Back in November last year I wrote about why you should make fields in a class private and not make them public. A recent post in Code Project shows that some people still make fields public. I did concede on one argument though – If you have a struct with nothing but public fields then there was no need to make them private and create public properties to back them. But, I added….
As soon as you put any form of functionality in there (or even if you think that at some point in the future there will be some form of functionality in there) then make them private and create properties.
While accessing public fields and properties may look the same to a C# developer, a property is just syntactic sugar over the get_
and set_
methods. So if you make the transition to properties later on (for to add additional functionality – e.g. implementing a lazy look up on a getter, or setting a dirty flag on a setter) any assemblies that relied on public fields will fail because, to them, the public interface of the class is now different.
Therefore if you get in to the habit of creating properties backing your private fields always you’ll never have to worry about how you are going to add in additional functionality later on when you realise the public interface changes.
NOTE: This was rescued from the Google Cache.

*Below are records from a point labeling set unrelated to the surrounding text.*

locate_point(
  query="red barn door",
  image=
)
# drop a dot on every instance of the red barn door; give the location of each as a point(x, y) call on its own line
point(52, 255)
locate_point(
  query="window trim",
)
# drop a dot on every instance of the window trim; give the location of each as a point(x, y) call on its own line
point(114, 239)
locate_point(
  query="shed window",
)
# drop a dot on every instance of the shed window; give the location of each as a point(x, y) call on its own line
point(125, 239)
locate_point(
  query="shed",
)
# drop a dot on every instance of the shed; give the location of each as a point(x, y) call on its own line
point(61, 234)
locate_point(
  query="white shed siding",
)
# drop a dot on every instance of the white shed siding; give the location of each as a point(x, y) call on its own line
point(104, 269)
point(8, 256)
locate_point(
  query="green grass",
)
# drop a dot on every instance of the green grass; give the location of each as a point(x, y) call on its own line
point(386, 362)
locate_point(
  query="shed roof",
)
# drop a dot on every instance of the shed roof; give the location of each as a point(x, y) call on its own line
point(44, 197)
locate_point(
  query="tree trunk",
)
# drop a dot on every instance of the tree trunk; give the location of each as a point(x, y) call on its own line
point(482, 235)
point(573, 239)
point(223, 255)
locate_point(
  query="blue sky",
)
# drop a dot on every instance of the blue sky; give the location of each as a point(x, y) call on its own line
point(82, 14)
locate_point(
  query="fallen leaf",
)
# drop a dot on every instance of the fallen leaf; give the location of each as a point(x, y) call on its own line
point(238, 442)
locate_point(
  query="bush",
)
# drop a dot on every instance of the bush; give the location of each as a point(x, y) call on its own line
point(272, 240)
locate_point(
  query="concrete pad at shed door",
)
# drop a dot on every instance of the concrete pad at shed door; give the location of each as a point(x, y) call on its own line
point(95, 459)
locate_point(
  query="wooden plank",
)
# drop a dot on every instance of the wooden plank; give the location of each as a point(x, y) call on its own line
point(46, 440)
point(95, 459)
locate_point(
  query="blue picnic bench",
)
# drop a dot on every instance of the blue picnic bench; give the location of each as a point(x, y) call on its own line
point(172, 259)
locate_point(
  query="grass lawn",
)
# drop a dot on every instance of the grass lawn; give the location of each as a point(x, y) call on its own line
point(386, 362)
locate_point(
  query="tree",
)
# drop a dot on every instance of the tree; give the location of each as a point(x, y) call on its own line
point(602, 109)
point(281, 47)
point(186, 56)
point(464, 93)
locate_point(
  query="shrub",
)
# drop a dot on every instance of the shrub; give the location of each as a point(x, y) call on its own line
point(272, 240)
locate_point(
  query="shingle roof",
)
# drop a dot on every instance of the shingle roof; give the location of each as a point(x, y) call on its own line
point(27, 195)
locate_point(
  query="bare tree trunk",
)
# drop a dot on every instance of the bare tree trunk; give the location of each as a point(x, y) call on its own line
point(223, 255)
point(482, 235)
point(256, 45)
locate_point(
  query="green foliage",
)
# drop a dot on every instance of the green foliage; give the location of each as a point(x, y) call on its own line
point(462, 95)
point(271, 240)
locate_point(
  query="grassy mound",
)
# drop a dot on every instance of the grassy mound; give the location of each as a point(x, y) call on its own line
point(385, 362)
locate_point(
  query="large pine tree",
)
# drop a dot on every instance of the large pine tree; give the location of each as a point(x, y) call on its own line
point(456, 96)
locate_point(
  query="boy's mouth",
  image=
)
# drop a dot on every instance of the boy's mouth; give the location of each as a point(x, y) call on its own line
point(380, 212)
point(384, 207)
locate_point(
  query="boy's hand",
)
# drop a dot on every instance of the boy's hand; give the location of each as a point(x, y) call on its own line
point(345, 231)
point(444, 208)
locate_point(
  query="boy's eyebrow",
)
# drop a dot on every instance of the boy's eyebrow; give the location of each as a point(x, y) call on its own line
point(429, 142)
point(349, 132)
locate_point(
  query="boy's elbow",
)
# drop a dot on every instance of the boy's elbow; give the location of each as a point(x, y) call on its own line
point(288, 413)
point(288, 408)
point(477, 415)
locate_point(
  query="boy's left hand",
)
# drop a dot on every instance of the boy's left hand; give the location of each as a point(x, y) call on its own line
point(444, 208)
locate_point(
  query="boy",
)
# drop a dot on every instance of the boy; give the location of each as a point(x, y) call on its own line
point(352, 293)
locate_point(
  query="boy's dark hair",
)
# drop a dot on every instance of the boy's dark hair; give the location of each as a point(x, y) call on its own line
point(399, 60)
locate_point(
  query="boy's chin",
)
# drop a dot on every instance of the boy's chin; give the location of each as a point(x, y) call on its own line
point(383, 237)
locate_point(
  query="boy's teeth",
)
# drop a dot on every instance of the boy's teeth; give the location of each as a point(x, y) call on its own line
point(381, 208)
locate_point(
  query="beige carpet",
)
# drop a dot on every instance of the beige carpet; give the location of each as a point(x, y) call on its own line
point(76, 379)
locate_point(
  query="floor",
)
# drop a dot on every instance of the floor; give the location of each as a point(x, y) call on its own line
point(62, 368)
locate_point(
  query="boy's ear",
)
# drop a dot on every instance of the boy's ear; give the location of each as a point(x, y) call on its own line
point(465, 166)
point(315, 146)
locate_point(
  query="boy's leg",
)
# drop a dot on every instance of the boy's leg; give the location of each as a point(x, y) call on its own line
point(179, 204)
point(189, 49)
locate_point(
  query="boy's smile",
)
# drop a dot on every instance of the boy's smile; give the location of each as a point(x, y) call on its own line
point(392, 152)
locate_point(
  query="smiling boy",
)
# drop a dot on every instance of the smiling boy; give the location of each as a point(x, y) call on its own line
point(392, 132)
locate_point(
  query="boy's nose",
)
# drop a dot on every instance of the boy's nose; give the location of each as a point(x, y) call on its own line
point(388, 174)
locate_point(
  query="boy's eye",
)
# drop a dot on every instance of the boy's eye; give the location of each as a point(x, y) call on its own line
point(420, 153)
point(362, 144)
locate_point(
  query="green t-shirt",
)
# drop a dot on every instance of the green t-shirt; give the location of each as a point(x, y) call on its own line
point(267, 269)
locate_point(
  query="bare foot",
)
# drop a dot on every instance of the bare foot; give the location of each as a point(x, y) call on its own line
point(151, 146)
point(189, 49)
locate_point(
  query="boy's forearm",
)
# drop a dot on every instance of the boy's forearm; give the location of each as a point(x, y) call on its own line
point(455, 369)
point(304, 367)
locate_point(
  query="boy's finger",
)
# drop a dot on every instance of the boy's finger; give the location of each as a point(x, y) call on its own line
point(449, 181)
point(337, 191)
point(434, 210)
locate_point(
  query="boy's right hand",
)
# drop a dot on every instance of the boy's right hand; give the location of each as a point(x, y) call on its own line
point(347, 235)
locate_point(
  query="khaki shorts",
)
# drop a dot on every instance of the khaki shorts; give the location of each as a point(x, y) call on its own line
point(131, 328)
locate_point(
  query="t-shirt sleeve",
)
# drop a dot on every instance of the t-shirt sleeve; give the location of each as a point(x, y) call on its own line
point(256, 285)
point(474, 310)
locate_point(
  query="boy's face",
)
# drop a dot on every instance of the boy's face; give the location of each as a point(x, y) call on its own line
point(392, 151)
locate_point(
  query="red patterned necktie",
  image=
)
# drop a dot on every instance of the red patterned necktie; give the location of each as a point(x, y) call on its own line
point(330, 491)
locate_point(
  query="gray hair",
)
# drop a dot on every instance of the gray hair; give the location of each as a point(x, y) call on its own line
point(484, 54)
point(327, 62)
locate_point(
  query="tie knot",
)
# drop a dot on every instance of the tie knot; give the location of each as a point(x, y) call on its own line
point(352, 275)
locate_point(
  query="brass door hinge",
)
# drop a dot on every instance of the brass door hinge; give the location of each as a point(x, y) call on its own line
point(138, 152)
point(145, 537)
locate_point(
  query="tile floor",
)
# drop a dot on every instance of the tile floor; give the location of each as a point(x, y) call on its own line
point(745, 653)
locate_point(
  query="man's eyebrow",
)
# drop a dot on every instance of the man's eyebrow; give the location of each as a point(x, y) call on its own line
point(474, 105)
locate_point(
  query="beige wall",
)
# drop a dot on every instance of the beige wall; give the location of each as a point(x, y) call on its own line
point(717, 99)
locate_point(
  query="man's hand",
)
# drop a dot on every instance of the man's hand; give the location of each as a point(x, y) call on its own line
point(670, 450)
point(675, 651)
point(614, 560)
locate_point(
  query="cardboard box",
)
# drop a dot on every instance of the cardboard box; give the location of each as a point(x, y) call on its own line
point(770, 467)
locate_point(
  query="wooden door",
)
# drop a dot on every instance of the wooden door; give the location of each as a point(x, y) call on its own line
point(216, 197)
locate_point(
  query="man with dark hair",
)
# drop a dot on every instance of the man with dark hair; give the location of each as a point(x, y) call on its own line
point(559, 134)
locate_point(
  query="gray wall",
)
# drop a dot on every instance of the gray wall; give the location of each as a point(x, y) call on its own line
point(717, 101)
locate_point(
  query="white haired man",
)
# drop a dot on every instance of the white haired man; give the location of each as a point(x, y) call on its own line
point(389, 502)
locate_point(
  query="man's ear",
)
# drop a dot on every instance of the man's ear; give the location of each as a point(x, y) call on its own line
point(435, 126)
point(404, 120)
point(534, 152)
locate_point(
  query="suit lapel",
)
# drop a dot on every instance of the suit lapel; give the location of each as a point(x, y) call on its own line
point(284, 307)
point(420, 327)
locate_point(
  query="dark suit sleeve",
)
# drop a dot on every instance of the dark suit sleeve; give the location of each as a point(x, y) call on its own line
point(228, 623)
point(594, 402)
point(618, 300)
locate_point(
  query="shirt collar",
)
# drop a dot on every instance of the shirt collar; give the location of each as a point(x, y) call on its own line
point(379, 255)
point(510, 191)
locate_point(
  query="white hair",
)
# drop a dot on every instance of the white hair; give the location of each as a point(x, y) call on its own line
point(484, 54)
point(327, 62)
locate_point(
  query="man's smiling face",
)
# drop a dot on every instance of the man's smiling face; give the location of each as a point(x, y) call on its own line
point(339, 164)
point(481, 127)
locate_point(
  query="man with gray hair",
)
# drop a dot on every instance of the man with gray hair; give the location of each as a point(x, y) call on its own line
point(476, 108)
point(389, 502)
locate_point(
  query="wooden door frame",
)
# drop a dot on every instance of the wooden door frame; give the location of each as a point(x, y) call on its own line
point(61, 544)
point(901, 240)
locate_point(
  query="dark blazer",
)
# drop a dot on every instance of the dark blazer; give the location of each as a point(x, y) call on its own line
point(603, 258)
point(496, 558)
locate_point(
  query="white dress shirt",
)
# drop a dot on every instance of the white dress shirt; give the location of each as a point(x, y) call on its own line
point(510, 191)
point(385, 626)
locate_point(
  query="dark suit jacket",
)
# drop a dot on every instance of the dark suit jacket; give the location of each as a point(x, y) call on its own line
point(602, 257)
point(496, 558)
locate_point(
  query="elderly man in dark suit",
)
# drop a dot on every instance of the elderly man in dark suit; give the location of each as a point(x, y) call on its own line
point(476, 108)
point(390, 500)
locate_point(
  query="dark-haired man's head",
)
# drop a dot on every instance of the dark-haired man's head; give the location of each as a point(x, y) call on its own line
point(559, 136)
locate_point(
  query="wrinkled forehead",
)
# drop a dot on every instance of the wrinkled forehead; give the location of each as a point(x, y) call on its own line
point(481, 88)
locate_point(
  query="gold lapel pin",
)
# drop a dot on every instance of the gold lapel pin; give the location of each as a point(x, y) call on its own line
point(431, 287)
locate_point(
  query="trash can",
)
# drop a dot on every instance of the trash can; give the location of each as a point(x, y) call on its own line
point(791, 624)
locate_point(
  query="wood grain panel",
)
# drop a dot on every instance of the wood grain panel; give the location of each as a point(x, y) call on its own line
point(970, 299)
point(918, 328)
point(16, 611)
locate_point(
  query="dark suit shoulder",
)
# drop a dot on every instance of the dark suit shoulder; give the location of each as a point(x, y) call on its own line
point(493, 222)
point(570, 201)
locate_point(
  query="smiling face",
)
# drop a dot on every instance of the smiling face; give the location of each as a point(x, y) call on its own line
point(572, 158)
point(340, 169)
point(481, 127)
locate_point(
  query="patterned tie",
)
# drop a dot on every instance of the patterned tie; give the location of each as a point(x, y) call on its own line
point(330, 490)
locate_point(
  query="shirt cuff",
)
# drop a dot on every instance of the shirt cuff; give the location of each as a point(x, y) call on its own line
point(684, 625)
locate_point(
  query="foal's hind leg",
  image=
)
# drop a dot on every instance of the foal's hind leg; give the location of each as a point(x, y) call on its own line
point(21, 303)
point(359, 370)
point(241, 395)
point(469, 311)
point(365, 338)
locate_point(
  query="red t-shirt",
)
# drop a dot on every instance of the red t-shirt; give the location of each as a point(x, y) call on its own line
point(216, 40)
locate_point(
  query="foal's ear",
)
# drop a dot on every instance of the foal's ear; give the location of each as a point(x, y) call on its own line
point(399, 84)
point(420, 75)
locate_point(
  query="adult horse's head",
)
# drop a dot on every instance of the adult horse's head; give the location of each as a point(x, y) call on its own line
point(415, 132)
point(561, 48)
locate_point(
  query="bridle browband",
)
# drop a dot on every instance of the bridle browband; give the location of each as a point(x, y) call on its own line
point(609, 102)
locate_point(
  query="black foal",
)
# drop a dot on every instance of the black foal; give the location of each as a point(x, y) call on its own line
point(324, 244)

The original date was Saturday 17th June 2006.
Tags: c#
syntactic sugar
public field
properties
Original Comments:
There is nothing wrong with using public fields in an non-public accessable class.
I dont think its wrong to have public fields in a lib as long as you dont plan on beeing binary compatible, since binary compatabillity breaks the day you change one of those fields to a property..
leppie – I’ll accept that is also another place where it might be okay to use public fields.